Сарацини положил руку на стопку рисунков, изображающих Исмэй и стоивших Фрэнсису немалых трудов. Фрэнсис покрыл дорогую, ручной работы, бумагу цинковыми белилами, в которые подмешал коричневого болюса, чтобы придать бумаге цвет слоновой кости. На подготовленных таким образом листах бумаги он изобразил обнаженную Исмэй. Рисовал он серебряным карандашом, за который заплатил немалую сумму, и под конец наложил завершающие штрихи красной охрой.
- Я не хотел вас обмануть.
- О, меня вы не обманули… Хотя обманули бы многих.
- То есть я вообще не собирался никого обманывать. Просто хотел рисовать в подлинном стиле эпохи Возрождения.
- И вам это удалось. Вы восхитительно уловили их манеру. Но вот предмет ваш значительно менее удачен. Посмотрите на эту девушку: она - современная девушка. Об этом кричит каждая деталь ее тела. Она стройная, высокая для женщины, у нее длинные ноги. Это не женщина Ренессанса. Одни только ступни уже выдают ее: это не большие ноги крестьянки и не изуродованные ступни богатой женщины. Понимаете, старые мастера, когда не копировали античные статуи, рисовали женщин, каких сегодня уже не бывает. Эта девушка - посмотрите на ее груди. Она никогда не будет кормить грудью ребенка, а если и будет, то недолго. Но женщины Ренессанса кормили грудью, и тем, кто их рисовал, нравились огромные материнские вымена; стоило этим женщинам расстаться с невинностью, и они непрерывно кормили; к тридцати пяти годам их груди превращались в пустые мешки, свисающие до пояса. Их гениталии были изодраны постоянным деторождением, и, надо полагать, почти у всех был геморрой по той же причине. В ту эпоху старость приходила рано. Плоть, розовая и цветущая в восемнадцать лет, теряла упругость, и жир обвисал на костях, слишком мелких для того, чтобы его как следует поддерживать. А эта ваша девушка будет красавицей всю жизнь. И ее красоту вы запечатлели с нежностью, выдающей влюбленного… Я не претендую на дар ясновидения. Но вглядываться в картины - моя профессия.

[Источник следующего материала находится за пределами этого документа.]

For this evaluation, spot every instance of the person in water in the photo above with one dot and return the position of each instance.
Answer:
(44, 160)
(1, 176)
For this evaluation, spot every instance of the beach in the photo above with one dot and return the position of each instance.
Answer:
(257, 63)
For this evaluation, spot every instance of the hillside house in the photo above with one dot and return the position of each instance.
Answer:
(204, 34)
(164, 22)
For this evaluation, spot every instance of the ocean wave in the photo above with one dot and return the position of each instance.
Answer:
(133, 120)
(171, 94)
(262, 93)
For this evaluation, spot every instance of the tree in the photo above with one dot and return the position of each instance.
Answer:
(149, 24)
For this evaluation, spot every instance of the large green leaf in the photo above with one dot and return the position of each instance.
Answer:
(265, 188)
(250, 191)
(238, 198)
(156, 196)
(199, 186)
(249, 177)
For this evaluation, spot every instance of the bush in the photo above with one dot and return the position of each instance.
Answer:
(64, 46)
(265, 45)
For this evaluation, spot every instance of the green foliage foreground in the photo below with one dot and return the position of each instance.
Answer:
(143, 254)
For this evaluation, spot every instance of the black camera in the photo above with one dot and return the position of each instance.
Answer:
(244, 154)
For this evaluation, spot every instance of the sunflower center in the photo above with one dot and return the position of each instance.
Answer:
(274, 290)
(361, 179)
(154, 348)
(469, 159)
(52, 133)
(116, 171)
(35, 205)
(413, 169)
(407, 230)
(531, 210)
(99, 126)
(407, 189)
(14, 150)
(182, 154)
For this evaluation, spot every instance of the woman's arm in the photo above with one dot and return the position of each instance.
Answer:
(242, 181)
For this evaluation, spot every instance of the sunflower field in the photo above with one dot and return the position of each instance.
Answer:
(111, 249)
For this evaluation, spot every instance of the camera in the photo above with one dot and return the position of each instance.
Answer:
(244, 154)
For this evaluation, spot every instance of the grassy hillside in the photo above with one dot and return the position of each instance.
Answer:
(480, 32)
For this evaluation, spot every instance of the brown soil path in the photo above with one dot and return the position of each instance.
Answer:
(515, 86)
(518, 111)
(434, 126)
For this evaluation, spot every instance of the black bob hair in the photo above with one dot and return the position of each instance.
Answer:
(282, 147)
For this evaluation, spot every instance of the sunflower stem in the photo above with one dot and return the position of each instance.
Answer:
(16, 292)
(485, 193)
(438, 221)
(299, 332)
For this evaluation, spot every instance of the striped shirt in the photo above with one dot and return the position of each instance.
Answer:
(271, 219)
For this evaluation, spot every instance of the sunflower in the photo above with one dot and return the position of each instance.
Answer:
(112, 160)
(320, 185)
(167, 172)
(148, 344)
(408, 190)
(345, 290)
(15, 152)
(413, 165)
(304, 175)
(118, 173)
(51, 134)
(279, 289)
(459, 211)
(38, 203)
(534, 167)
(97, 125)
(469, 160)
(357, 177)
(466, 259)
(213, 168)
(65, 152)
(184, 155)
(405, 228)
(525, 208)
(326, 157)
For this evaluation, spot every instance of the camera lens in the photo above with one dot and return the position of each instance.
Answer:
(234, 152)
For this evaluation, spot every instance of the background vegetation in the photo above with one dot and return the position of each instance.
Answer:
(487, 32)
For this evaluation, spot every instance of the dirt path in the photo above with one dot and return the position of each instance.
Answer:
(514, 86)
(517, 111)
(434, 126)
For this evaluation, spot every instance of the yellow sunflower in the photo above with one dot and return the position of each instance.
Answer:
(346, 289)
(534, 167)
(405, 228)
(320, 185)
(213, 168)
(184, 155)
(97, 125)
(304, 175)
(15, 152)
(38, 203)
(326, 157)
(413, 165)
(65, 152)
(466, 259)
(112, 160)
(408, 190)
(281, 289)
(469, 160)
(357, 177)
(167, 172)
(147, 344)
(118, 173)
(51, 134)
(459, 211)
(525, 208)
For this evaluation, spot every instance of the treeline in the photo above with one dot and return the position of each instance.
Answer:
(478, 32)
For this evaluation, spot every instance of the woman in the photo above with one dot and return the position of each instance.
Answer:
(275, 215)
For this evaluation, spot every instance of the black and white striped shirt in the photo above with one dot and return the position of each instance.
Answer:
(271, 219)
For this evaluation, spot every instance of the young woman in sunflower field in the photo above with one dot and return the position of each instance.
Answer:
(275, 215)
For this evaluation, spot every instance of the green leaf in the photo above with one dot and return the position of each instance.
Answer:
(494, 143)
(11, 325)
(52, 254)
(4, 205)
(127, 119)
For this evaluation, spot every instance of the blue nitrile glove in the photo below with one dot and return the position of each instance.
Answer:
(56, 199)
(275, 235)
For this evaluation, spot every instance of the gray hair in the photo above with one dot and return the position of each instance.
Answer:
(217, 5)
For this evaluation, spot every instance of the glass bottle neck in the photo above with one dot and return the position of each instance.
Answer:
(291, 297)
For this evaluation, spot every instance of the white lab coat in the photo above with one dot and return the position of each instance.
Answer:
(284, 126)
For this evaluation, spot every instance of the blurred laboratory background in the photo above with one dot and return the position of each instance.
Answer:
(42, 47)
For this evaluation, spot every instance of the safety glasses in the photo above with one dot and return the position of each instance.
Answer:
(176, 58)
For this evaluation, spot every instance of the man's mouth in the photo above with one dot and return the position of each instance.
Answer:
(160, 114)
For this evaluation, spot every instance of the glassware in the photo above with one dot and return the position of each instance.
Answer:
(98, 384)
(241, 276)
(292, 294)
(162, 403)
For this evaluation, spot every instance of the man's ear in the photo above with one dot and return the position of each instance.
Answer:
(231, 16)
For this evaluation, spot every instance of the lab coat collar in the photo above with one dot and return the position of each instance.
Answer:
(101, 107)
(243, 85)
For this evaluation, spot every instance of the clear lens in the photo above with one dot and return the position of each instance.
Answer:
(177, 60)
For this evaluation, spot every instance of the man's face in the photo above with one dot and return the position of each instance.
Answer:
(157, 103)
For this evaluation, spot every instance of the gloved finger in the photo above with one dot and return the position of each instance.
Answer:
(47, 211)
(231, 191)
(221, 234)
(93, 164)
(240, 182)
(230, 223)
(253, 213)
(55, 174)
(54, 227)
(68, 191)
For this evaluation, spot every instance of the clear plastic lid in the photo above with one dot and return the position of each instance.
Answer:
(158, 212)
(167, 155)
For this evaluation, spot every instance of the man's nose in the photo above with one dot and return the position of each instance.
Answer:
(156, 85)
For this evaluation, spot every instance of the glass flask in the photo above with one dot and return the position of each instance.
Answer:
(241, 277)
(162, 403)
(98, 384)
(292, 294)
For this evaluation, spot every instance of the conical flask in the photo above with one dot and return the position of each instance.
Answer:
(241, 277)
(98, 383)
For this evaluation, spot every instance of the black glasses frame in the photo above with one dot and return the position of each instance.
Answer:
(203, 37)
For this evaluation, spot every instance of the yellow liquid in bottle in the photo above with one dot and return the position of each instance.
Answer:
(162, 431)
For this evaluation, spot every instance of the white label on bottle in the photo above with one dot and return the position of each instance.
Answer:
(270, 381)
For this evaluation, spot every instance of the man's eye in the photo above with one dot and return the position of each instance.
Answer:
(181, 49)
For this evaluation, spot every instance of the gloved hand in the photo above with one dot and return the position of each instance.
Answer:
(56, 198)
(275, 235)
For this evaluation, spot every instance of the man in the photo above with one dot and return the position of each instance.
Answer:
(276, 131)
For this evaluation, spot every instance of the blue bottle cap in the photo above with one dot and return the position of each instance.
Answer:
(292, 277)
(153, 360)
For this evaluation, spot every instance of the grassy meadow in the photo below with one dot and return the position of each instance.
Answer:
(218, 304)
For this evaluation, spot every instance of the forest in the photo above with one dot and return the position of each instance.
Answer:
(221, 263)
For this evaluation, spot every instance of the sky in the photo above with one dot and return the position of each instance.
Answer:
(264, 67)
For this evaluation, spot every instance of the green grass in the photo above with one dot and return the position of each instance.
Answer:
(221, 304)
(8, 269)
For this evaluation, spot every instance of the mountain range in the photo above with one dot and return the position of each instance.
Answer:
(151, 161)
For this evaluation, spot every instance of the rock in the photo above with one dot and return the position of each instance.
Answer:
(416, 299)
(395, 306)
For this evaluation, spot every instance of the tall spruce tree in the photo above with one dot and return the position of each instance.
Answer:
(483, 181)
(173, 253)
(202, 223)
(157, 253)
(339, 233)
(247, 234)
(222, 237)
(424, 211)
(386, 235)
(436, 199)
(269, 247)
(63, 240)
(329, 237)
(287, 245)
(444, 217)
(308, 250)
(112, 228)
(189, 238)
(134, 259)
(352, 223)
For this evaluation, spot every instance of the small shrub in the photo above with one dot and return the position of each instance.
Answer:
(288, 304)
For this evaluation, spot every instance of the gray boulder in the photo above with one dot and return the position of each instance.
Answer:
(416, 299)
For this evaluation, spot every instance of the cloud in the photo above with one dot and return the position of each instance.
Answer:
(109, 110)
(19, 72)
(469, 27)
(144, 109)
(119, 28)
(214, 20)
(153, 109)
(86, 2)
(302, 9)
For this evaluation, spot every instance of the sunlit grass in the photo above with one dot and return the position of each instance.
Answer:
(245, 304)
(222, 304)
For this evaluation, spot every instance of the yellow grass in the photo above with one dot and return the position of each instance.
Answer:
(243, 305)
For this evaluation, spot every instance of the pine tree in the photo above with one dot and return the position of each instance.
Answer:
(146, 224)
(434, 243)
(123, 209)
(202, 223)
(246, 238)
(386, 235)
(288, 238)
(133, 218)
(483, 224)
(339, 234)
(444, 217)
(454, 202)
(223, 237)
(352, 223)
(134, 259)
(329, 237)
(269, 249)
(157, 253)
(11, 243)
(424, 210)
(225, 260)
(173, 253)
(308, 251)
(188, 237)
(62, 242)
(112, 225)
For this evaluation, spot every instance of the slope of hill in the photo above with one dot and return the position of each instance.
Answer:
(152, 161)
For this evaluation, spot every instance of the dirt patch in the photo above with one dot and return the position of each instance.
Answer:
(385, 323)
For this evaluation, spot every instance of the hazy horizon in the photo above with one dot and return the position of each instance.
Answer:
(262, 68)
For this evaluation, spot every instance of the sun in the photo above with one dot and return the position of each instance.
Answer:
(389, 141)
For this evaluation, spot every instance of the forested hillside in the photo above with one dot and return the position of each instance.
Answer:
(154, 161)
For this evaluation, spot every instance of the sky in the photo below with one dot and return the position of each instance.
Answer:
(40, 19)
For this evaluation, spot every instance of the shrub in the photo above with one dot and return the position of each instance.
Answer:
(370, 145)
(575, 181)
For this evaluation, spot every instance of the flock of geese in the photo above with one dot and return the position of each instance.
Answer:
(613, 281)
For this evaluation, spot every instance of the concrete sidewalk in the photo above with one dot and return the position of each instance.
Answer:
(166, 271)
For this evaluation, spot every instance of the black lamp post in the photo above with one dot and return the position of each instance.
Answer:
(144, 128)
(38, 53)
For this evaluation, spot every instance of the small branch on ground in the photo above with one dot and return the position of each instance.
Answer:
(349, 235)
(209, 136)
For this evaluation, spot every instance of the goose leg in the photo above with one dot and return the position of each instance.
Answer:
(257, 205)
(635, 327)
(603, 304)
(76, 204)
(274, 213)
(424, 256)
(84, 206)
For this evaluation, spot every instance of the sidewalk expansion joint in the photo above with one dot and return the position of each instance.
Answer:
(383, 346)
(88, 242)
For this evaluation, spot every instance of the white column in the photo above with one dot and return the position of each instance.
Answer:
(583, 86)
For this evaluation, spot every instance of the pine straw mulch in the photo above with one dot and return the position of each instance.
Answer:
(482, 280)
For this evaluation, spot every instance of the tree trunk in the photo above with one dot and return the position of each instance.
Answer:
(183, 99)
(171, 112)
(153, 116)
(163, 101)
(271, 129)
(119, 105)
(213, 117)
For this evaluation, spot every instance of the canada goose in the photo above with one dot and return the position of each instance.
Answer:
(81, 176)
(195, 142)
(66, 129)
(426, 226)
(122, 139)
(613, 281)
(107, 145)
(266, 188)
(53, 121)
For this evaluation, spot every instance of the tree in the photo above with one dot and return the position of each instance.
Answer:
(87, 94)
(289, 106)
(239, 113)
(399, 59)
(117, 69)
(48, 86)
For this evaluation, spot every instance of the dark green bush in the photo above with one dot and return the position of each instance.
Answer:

Нетрудно понять, что эта женщина - современная женщина, а отношение художника к модели всегда видно. Каждая картина заключает в себе несколько вещей: то, что видит художник, но также и его мнение об увиденном, поэтому каждая - в определенном смысле портрет самого художника. И в ваших рисунках все эти элементы присутствуют… Я вовсе не хочу сказать, что ваши рисунки плохи. Но почему вы тратите столько труда, чтобы подражать стилю эпохи Возрождения?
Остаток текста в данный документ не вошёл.